Is the Luxman PD-171AL worth the price compared to vintage Japanese turntables?

The PD-171AL costs significantly more than comparable vintage tables, but it offers modern engineering, precision build quality, and a transparent sound that older tables rarely achieve without extensive restoration. If you want new-table reliability with vintage sensibilities, it justifies the premium; if you're comfortable with the quirks of 1970s gear, vintage offers better dollar-per-hour listening.

What's the real difference between the PD-171AL tonearm and a Rega or Technics arm?

The Luxman arm uses individually adjustable damping on both vertical and horizontal planes with infinite VTA adjustment, which most Rega arms lack, and it outperforms Technics arms in real-world listening according to audiophile testing. The composite arm tube avoids the acoustic coloration of aluminum while maintaining low mass—it's less famous but measurably better in practice.

Does the PD-171AL work well with budget or mid-range cartridges?

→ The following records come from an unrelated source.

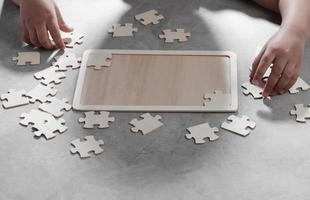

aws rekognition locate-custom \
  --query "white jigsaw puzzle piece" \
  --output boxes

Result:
[70,135,104,158]
[87,52,112,70]
[0,89,29,109]
[26,85,57,103]
[289,78,310,94]
[78,111,115,129]
[20,109,67,139]
[241,82,263,99]
[32,117,67,140]
[290,104,310,123]
[52,53,81,71]
[186,122,219,144]
[135,10,164,25]
[34,67,66,86]
[20,109,54,126]
[108,23,138,37]
[129,113,163,135]
[12,52,40,65]
[39,97,72,118]
[221,115,256,136]
[159,29,191,43]
[61,32,85,48]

Yes—the transparency of the PD-171AL means it gets out of the way and lets whatever cartridge you use perform at its best, whether that's a $150 or $1500 moving magnet. However, because it doesn't add warmth or bloom, mediocre cartridges will sound exactly as mediocre; you'll hear every flaw without flattery.

What's the catch with the fully manual operation?

There is no auto-start, auto-lift, or cuing—you physically place the needle and remove it by hand, which demands attention every time you play a record. This design choice eliminates convenience but ensures no motorized mechanisms degrade the sound; it's a dealbreaker only if you regularly walk away from spinning records.

Why don't PD-171AL tables show up on the used market very often?

Luxman only produced the PD-171AL for about five years before redesigning the model, and owners tend to keep them rather than sell, which suggests lasting satisfaction and reliability. Prices on the used market remain stable because supply is constrained and demand from serious collectors stays consistent.